Continuous casting billets solidification and cooling is a very important process in steel production. The billets is solidified and cooled down in the mould to meet the physical and chemical property requirements of the product. In order to ensure the product quality, casting billets solidification and cooling must meet the metallurgical requirements, i.e. to guarantee the billets with the desired property and inner totally or partially homogeneity in this process.
For the continuous casting billets solidification and cooling, reasonable principles and techniques should be followed to ensure reliable and stable product quality. There are impact factors such as mould size and shape, mould material, inner/external structure of billet, loss-on-ignition of billet, cooling rate and metallotropic transformation of billet which affect casting billets solidification and cooling.
1. Mould Size and Shape
Mould size and shape have important impacts on the solidification and cooling of the casting billets because the mould confines the cooling rate and the dimensional distortion during solidification and cooling. Large moulds allow more cooling time while the billets have a higher probability to deform in large moulds. On the contrary, the billets have less deformation when they shrink in small moulds.
2. Mould Material
Mould materials have a great impact on the cooling rate of casting billets. Mould materials used mainly are copper and copper alloys, aluminum and aluminum alloys. Cooper and copper alloys have good low-temperature conductivity, high stability and heat transfer capacity, so copper moulds are used for most continuous casting billets solidification and cooling process.
3. Inner/External Structure of Billet
Inner/external structure of the billet is crucial for the continuous casting billets solidification and cooling process. Core layer of the billet absorbs more cooling down energy which determines its microstructure and mechanical property. The thicker the cooling layer is, the faster the cooling rate will take. In addition, the cooling rate is firstly affected by the cooling rate of the surface layer of billet toner the core layer.
4. Loss-on-ignition of Billet
During continuous casting, the billet causes the oxidation of some part of the residual carbon inside itself. This oxidation is measured as LOI (Loss on Ignition). Higher LOI indicates more loss-on-ignition and higher oxidation rate during continuous casting billets solidification and cooling.
5. Cooling Rate
Cooling rate has an impact on billet structure and mechanical property. The cooling rate should be fast and uniform to meet the required quality of the product. For a certain billet, low cooling rate leads to small grains in casting billets which causes the aggregation of impurities and metallurgical defects. However, high cooling rate gives small grains which results in long billet and low elongation ratio.
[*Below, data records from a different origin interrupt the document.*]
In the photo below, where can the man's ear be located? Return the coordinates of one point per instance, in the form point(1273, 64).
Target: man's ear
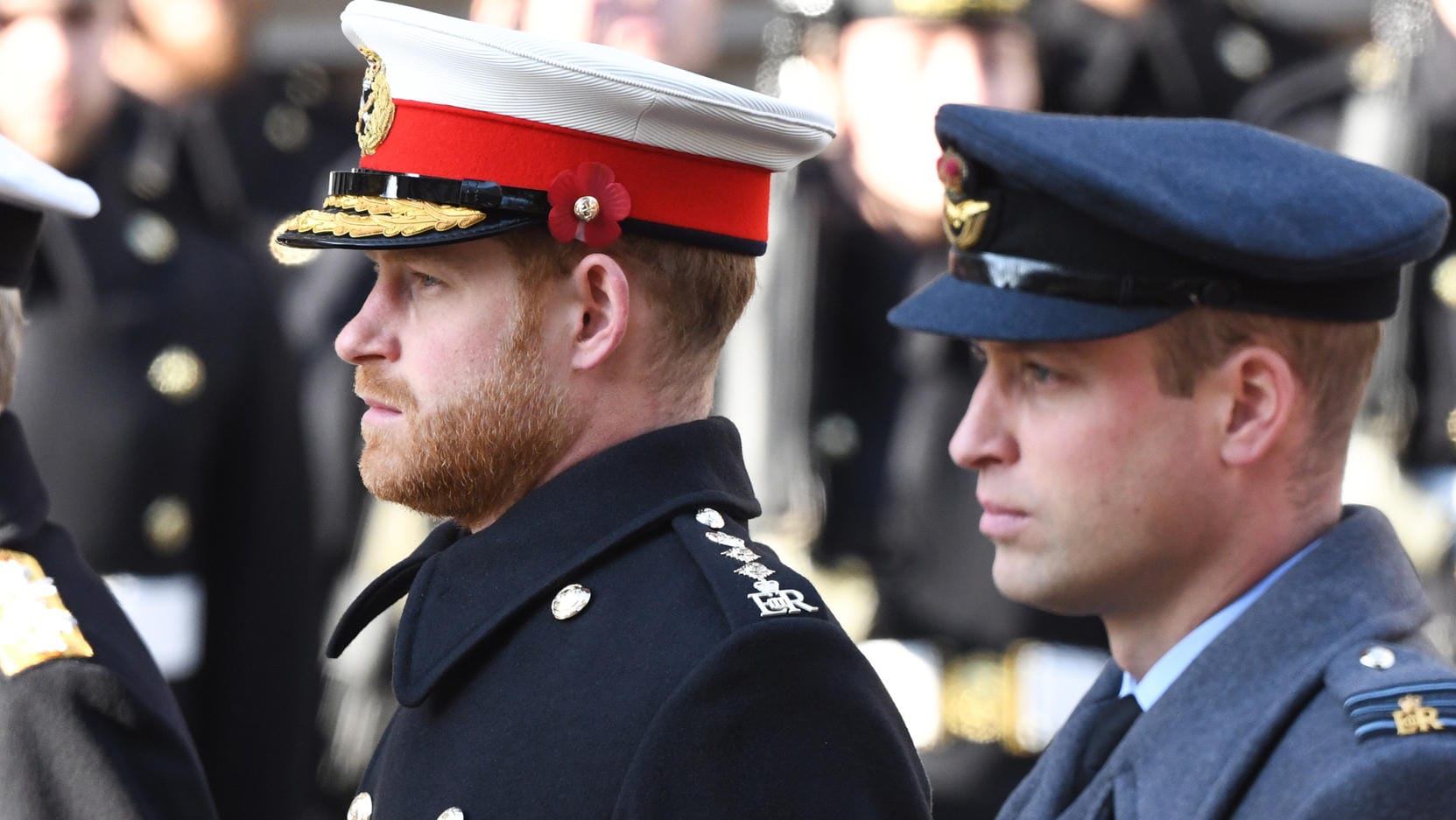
point(600, 291)
point(1258, 389)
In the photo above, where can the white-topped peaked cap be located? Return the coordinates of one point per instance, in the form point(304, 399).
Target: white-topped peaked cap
point(28, 188)
point(468, 130)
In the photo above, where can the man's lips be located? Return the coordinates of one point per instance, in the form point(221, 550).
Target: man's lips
point(1001, 522)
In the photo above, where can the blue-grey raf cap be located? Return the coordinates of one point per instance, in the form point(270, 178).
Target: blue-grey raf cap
point(1076, 228)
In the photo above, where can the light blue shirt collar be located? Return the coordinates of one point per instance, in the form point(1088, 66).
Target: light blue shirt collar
point(1168, 668)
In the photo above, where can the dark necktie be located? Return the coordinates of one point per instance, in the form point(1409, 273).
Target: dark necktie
point(1113, 723)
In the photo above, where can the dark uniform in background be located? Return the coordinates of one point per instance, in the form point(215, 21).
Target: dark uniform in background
point(162, 408)
point(88, 725)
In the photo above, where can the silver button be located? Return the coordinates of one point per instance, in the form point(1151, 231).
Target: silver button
point(1378, 657)
point(362, 807)
point(151, 238)
point(168, 523)
point(570, 602)
point(1443, 282)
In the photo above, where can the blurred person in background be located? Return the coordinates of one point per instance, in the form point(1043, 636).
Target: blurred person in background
point(88, 725)
point(1369, 79)
point(357, 697)
point(162, 411)
point(590, 631)
point(679, 32)
point(848, 401)
point(1177, 319)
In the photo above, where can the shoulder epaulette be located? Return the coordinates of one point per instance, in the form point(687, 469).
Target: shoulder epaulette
point(1394, 690)
point(750, 580)
point(35, 627)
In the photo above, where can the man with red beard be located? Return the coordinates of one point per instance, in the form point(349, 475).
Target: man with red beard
point(562, 238)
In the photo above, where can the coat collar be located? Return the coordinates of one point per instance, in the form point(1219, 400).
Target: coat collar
point(1357, 585)
point(463, 585)
point(24, 503)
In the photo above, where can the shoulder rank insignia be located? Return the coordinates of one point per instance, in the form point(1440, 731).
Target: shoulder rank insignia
point(1414, 708)
point(770, 599)
point(35, 625)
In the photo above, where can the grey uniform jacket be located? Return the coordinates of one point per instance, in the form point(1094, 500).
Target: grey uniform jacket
point(1289, 714)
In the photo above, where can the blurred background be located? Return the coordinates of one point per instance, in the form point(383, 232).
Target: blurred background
point(198, 436)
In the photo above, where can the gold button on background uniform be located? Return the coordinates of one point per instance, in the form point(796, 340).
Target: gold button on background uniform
point(168, 523)
point(1443, 282)
point(178, 373)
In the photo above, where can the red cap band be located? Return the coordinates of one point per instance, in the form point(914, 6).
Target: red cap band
point(665, 186)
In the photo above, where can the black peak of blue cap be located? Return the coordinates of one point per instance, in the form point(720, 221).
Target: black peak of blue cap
point(1115, 223)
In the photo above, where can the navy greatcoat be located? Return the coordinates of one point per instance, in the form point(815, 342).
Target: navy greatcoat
point(1291, 714)
point(702, 679)
point(162, 410)
point(81, 737)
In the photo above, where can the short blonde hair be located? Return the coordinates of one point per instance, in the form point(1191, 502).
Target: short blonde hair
point(12, 322)
point(700, 293)
point(1331, 360)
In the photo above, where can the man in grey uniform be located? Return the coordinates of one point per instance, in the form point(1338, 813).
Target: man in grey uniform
point(1177, 319)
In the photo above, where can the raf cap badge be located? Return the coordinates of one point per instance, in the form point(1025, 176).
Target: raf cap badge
point(964, 219)
point(34, 624)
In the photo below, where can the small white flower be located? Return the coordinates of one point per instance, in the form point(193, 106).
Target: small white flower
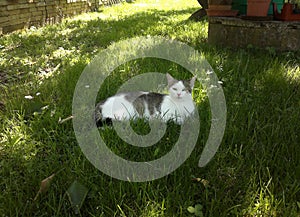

6. Metallotropic Transformation
Metallotropic transformation is the process of changing from one to another crystal structure. The most common metallotropic transformation during continuous casting billets solidification and cooling is ferrite to austenite. Different cooling rate can lead to different crystal phase transformation. Low cooling rate will cause slow phase changes and higher cooling rate will cause faster phase changes.
Therefore, in order to ensure reliable and stable product quality, reasonable principles and techniques should be applied to the continuous casting billets solidification and cooling process. Appropriate mould size and shape, mould material, inner/external structure of the billet, loss-on-ignition of the billet, cooling rate and metallotropic transformation must be considered and optimized according to product requirements.